Dennis Hanagan –
Today, music producer, sound engineer, musician, lyric writer and composer Chris Birkett is a Bathurst Quay resident with a studio on Sherbourne St. near King St. But before he became a Downtown resident, he experienced both rags and riches.
Birkett settled down one evening in his studio to talk to The Bulletin about his rise-from-the-bottom story. “I couldn’t buy a guitar, but I had this burning desire to play,” said Birkett who grew up in Farnborough, a poor district just outside London.
When he was 12, Birkett began saving every penny he could to finally buy an electric guitar.
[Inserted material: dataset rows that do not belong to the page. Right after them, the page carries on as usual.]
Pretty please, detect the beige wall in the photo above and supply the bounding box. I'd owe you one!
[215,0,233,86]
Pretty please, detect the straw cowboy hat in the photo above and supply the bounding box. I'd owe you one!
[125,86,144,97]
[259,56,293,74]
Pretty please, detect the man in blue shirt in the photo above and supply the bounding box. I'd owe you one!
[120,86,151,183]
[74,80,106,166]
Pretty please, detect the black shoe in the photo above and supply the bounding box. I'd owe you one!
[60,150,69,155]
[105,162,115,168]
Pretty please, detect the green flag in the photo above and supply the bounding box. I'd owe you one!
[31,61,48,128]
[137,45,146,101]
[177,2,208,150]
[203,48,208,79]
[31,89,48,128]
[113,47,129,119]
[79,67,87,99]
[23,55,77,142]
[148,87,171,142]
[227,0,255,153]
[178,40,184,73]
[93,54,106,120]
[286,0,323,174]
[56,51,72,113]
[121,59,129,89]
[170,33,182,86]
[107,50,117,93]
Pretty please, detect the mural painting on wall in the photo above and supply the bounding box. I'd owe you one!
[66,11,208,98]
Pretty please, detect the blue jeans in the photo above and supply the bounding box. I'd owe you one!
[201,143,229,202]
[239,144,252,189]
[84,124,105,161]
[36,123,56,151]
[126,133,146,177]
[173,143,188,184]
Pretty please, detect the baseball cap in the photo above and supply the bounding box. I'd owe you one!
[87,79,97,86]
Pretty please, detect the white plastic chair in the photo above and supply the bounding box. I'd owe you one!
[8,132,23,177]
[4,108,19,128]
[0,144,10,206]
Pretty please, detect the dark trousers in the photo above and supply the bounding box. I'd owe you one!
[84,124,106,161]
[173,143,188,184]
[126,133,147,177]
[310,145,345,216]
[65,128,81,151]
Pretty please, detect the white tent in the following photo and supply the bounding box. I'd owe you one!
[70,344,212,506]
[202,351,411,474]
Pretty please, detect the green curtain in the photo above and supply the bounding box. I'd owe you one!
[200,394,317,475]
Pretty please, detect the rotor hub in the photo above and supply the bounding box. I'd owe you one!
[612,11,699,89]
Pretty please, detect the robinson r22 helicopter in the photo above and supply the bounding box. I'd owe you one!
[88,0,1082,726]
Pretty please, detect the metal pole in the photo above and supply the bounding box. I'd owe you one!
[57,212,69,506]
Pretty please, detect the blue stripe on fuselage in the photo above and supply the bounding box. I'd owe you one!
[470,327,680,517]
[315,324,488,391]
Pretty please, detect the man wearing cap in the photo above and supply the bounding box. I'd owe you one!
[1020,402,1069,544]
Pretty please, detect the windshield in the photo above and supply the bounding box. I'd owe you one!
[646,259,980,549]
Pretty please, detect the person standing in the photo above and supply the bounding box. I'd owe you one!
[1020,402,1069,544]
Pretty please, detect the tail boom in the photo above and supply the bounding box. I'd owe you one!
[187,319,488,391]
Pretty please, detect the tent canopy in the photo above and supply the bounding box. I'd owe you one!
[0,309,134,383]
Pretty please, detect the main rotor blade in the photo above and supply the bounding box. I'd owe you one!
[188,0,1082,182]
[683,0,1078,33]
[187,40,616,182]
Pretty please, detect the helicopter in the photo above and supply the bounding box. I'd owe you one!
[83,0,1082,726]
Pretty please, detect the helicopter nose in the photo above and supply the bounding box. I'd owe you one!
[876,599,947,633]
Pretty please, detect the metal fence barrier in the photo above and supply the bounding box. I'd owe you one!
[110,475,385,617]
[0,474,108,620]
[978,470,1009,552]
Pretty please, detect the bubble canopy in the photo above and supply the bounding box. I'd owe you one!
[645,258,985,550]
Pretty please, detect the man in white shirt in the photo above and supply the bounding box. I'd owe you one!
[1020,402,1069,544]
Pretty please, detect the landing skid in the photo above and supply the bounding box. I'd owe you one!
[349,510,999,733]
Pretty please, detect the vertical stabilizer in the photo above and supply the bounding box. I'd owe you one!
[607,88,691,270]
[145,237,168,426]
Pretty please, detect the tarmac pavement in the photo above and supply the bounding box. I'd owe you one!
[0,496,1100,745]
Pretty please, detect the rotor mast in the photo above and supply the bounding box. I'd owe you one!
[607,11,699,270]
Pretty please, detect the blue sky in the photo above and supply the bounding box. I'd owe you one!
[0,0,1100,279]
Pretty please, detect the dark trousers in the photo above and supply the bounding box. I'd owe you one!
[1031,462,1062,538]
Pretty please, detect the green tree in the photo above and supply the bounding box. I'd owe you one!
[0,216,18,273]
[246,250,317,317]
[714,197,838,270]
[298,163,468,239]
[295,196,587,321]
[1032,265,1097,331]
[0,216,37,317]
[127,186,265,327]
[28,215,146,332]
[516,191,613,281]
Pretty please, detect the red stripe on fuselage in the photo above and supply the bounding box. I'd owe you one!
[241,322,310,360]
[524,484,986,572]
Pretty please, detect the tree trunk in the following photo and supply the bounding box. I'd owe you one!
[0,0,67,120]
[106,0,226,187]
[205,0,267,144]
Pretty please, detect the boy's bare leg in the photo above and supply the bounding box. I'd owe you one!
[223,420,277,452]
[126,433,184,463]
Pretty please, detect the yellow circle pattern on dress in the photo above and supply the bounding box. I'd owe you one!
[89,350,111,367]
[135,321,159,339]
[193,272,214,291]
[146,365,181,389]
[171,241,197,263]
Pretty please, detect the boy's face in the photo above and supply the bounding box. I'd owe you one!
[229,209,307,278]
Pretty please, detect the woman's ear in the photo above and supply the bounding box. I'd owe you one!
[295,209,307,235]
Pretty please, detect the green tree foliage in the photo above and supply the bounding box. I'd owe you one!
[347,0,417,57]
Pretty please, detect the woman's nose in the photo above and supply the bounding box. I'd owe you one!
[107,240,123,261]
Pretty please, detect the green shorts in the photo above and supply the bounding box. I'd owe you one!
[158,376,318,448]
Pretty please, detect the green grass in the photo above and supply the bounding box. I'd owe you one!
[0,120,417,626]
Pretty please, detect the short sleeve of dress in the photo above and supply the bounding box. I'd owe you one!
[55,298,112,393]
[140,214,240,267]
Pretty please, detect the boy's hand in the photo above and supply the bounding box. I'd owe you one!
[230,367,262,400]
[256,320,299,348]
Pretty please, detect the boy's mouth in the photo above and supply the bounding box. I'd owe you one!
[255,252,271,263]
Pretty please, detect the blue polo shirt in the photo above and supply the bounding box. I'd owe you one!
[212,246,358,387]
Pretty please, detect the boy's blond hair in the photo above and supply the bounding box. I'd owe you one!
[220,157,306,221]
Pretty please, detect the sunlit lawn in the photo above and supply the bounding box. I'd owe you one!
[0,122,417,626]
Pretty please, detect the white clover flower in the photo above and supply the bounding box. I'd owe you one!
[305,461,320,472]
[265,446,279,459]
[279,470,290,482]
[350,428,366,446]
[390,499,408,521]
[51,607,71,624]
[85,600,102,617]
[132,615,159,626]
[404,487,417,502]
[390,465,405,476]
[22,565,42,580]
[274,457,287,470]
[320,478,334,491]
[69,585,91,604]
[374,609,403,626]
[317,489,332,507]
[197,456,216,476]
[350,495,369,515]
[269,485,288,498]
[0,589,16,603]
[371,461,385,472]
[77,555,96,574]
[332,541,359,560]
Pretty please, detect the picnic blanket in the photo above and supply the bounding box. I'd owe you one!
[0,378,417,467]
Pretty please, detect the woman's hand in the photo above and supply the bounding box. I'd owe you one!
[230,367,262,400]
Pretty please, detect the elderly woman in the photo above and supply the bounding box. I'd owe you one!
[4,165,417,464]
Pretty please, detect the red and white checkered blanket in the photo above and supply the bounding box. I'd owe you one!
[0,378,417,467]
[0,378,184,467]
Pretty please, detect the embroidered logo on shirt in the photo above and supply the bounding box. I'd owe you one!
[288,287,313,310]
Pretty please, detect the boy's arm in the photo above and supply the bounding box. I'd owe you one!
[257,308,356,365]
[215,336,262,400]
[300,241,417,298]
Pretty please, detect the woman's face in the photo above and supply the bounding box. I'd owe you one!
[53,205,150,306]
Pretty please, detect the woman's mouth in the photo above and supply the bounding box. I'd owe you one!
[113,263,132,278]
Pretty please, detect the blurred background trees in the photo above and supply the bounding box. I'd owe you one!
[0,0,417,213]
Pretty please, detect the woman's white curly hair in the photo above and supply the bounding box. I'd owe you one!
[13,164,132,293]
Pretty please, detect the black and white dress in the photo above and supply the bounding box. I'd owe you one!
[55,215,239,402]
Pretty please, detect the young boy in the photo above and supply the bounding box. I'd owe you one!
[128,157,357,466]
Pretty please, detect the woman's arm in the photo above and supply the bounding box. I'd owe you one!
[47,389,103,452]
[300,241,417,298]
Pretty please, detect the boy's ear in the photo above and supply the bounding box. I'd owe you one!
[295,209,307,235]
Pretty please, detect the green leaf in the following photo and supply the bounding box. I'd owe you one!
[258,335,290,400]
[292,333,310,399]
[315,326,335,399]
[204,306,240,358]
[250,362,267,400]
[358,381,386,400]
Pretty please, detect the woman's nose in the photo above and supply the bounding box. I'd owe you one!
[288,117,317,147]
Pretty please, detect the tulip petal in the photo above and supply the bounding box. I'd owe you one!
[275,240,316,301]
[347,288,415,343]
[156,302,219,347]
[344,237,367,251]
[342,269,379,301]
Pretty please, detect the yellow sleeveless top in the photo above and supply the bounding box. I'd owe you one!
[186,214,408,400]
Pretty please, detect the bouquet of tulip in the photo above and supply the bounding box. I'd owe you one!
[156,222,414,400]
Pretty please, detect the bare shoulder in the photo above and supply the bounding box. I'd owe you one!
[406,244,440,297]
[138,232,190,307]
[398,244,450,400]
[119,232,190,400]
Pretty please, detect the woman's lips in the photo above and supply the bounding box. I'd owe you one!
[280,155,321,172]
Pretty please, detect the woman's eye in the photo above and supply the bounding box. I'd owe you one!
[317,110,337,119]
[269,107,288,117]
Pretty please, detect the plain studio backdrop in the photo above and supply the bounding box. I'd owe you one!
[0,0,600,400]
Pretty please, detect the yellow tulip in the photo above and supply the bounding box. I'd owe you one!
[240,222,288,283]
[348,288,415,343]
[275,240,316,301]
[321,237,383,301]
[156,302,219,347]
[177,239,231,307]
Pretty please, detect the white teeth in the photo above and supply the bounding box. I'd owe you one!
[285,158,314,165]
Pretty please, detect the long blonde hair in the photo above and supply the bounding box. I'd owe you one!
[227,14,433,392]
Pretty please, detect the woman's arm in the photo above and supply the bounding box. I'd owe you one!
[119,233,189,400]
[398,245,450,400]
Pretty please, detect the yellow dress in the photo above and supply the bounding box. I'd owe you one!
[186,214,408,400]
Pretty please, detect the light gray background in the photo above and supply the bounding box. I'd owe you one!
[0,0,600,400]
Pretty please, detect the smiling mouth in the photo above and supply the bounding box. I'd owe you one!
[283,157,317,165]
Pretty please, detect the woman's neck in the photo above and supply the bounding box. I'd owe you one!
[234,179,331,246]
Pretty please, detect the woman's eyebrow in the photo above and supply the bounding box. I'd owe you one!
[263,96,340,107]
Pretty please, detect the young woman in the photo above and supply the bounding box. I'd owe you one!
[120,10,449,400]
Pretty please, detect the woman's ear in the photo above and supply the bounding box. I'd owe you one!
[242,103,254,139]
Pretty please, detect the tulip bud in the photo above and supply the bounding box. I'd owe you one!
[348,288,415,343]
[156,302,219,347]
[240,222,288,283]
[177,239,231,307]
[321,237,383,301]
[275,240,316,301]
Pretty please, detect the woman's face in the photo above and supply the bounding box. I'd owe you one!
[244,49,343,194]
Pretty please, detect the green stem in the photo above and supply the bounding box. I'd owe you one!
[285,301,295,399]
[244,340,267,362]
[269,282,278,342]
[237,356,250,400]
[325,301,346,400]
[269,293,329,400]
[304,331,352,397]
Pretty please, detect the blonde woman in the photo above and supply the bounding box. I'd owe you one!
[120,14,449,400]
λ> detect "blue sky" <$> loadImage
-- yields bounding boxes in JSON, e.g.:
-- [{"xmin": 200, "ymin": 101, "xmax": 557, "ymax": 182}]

HE taught himself to play and attended as many auditions as he could find, eventually establishing himself as a local name.
A crossroads came in his life when he was 21, pumping gas around 2 a.m. when a stranger entered the station, asked if he was Chris Birkett and asked him to join his band. Five hours later, Birkett was off to Germany for an 18-month tour with the rhythm and blues band Montana Red Dog, passing through Greece, Turkey, Italy and England. Later, Birkett spent three months in Switzerland playing in a ski hotel.
Back in England, at 23, he joined the band Love Affair (known for the hit Everlasting Love). From there he signed a deal with Tony Visconti’s Good Earth Records. Visconti, who also produced David Bowie, became Birkett’s production mentor.
This led to Birkett’s career producing, engineering and mixing records from his own studio in London. After producing Sinead O’Connor’s hit Nothing Compares 2 U in 1991, Birkett’s studio was listed as #2 in the world by Billboard Magazine. Riding high, he released his first solo album, Men from the Sky, in 1993. A track from this record was included on the Polydor compilation album One Voice One Love, alongside Peter Gabriel, Queen and U2.
But Birkett knew something wasn’t right when he realized his two little kids weren’t seeing much of him. “I came home and my kids were kinda forgetting me. They were calling my engineer at my studio ‘dad.’ So I thought I’m missing something really important.”
With that, and the help of about $1 million from royalty cheques, he bought a 32-room chateau in southern France in 1993, built a studio in it, and moved his family there. “People came from all over the world to record with me.”
After that was a 6-year stint in Paris where he set up his recording operations and made his second album called Freedom. But the French media wouldn’t play his songs because he sang in English. He said to himself “I think I’m in the wrong country.”
His marriage was also breaking up. So with the setbacks he moved to Toronto where he lives with his new wife, Joan Prowse, in Arcadia, an artists’ housing co-op at Bathurst and Queens Quay.
Birkett is eager to get his citizenship so he can help other younger artists develop their own careers. “My whole thing is sharing my knowledge because I’ve been making records for 40 years.”
He sees better days ahead for true musicians now that music can be easily downloaded and the big money for “music sharks” is petering away. Money should not be the motive to make music, Birkett feels.
“We’re not going through a filter of financial corporate interest anymore. It’s dying away. You’re (now) getting this undercurrent of huge artistic creativity. It’s coming out gradually.”
“I think that’s really positive for the future. It means we’re going to go back to music as a sacred gift. The job of the true artist is to help the evolution of the planet,” says Birkett.
Birkett released his new album Be Creative at Hugh’s Room on Oct. 9. It features Canadian artists performances by Rik Emmett (Triumph), Glen Milchem (Blue Rodeo) and many more.